We have not seen a woman or an old woman set up a new village. Though there are not many rules or regulations to set up a new village, we do know that a woman can stay in any village but she cannot set up a new village. If a new member (Adivasi or non-adivasi) comes to the village, then all the villagers will call a meeting. But the person has to show her or his interest to live off their own either by doing some business or cultivating the hills and farms. Then only they will be allowed stay together with the villagers. If they show any sign of living in the village without doing any work then they may be asked to leave the village. Before providing farm land to any new family, enquiries would be made about the family members, in particular the men. The elders would try and understand properly why the family left the earlier village, what were the reasons and other information about the family members. This goes on for about 2-3 months. Meanwhile the family would be provided with a shelter and food by the villagers. We never allow anyone in our village to sleep without food and so villagers take care of the new family.
Just like setting up a new village, same process is followed while deciding the place for building a new house within a village. Most families move to a new house if they feel that their old house is having a negative influence on them leading to loss of good harvests or all family members are plagued with heath issues, financial losses, family quarrels and conflicts, etc. First the family elders conduct several ceremonies to ward off evil spirits bringing them bad fortunes. Even if after this things do not improve then the family breaks down their old house and builds a new one in another suitable place inside the village. Sometimes every family in the village faces bad fortunes and so all families get together and perform rituals to appease the ancestral spirits in all the four directions for the better fortune of the villagers. But if things do not improve then they may decide to leave the village and set up a new village after worshipping the Jhankeri and the Kotavali before leaving their village. Also if agriculture land is in shortage some families decide to leave the village but generally families do not leave the village. Rather they either purchase new lands in any nearby village or lease land from others in nearby villages. A few people also take up lands in 2-3 villages simultaneously.”

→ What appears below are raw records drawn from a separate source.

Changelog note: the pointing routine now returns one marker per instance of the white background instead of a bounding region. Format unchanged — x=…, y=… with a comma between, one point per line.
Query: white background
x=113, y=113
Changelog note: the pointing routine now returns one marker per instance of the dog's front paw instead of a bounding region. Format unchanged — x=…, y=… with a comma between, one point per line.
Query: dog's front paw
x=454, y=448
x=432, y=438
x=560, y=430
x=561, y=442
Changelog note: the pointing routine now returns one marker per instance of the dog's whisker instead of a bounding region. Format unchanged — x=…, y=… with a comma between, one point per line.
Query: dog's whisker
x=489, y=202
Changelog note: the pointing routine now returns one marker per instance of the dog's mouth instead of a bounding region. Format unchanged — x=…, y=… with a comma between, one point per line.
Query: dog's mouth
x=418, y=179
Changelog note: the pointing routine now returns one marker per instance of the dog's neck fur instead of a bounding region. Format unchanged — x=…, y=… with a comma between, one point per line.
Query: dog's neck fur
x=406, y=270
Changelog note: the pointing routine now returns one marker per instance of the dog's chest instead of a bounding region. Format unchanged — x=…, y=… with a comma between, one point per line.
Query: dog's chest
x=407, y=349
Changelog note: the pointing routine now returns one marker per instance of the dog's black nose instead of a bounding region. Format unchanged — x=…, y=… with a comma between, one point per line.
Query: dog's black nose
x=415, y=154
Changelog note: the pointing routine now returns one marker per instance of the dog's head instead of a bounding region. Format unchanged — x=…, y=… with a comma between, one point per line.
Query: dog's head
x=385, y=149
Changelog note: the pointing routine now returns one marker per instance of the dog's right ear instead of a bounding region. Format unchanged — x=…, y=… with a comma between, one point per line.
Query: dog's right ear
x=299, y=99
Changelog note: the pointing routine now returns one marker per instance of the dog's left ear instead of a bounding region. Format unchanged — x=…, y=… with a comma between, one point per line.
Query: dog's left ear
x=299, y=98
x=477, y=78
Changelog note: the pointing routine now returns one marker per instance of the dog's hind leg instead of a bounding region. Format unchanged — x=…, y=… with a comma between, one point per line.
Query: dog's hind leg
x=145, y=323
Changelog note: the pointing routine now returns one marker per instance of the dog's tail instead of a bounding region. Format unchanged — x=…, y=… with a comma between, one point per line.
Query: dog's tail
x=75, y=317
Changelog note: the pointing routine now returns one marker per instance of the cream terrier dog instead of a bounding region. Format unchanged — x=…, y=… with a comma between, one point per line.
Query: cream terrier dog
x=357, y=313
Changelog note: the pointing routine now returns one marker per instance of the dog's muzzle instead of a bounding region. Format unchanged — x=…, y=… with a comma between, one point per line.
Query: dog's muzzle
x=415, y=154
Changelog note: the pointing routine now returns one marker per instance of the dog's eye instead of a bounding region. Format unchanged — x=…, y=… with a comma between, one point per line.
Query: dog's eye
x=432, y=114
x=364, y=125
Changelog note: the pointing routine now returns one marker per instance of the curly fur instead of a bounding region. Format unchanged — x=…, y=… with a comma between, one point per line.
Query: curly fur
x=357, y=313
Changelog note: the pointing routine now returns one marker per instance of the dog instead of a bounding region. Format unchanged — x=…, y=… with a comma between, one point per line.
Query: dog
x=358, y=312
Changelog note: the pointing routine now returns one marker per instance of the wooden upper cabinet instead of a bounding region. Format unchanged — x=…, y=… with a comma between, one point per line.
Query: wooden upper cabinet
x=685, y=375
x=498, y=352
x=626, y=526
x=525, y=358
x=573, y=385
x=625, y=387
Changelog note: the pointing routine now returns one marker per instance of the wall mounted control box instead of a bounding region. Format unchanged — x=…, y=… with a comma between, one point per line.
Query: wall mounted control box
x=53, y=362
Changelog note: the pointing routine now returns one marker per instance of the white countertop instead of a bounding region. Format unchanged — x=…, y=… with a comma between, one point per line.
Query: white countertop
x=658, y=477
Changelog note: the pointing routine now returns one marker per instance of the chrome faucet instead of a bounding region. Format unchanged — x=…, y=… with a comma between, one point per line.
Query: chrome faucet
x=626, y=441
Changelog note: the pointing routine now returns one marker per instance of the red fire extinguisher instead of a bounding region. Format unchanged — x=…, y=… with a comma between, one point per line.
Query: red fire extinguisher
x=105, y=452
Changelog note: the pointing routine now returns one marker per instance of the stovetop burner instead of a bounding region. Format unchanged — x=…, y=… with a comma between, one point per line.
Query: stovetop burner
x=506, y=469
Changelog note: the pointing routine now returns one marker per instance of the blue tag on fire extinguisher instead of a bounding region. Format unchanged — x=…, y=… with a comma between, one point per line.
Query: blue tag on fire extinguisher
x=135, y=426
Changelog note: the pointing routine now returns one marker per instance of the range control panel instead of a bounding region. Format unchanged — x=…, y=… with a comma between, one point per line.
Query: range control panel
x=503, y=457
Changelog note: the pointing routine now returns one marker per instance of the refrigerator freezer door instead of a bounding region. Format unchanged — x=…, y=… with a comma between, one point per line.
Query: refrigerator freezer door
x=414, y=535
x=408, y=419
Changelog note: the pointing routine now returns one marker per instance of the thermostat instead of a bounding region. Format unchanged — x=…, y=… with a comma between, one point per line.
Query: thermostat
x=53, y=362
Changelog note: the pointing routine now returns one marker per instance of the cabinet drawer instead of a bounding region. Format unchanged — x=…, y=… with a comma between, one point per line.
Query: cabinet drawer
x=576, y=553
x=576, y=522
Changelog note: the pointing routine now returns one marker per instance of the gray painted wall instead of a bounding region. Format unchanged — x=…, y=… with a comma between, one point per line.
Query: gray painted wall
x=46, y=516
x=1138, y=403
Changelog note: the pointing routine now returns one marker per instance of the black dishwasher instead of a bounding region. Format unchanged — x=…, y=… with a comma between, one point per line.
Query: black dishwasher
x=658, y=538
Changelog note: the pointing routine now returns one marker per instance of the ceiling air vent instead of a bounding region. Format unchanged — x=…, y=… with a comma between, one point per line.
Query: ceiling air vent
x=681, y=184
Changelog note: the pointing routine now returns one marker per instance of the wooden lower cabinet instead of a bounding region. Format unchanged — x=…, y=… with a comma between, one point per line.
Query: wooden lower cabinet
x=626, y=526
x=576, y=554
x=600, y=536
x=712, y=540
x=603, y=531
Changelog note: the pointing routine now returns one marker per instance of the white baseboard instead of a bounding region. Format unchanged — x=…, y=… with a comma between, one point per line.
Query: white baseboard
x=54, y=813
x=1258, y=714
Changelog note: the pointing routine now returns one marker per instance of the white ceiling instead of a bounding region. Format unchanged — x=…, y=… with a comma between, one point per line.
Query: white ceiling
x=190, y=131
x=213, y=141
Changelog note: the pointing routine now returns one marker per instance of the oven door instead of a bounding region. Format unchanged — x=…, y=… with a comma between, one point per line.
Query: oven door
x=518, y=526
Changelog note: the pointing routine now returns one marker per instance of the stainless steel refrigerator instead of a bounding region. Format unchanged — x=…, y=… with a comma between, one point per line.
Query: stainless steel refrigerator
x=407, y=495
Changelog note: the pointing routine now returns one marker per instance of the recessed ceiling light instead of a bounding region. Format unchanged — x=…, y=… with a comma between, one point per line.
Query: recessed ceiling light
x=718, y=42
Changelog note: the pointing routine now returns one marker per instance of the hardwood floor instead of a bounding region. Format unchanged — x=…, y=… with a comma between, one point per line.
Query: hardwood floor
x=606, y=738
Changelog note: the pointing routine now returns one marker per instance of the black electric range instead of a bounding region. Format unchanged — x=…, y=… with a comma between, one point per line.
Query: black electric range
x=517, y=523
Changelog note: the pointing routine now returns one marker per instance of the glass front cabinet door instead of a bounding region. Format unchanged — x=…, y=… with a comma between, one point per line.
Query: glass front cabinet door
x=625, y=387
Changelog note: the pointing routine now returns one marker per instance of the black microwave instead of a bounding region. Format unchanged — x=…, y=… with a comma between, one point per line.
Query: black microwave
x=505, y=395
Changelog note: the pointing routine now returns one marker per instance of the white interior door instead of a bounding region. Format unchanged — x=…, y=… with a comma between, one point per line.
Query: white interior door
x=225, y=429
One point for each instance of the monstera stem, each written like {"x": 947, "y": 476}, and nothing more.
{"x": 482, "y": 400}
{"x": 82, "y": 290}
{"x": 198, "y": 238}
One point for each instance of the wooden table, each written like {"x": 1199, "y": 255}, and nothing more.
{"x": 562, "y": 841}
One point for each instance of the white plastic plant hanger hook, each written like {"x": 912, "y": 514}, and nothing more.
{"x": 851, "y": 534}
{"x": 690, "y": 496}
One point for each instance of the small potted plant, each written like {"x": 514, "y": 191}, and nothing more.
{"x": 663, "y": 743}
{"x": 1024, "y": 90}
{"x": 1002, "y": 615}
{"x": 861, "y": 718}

But the current situation is that these rituals around setting up a new village are hardly in practice as Kondh communities hardly get the opportunity to set up a new village. The reason being that with coming of the revenue patta system and villagers getting permanent pattas for farm lands and homesteads, they cannot afford to move out of their old settlements. So the whole practice of abandoning a village or a house is now almost a story to be told but not one that happens.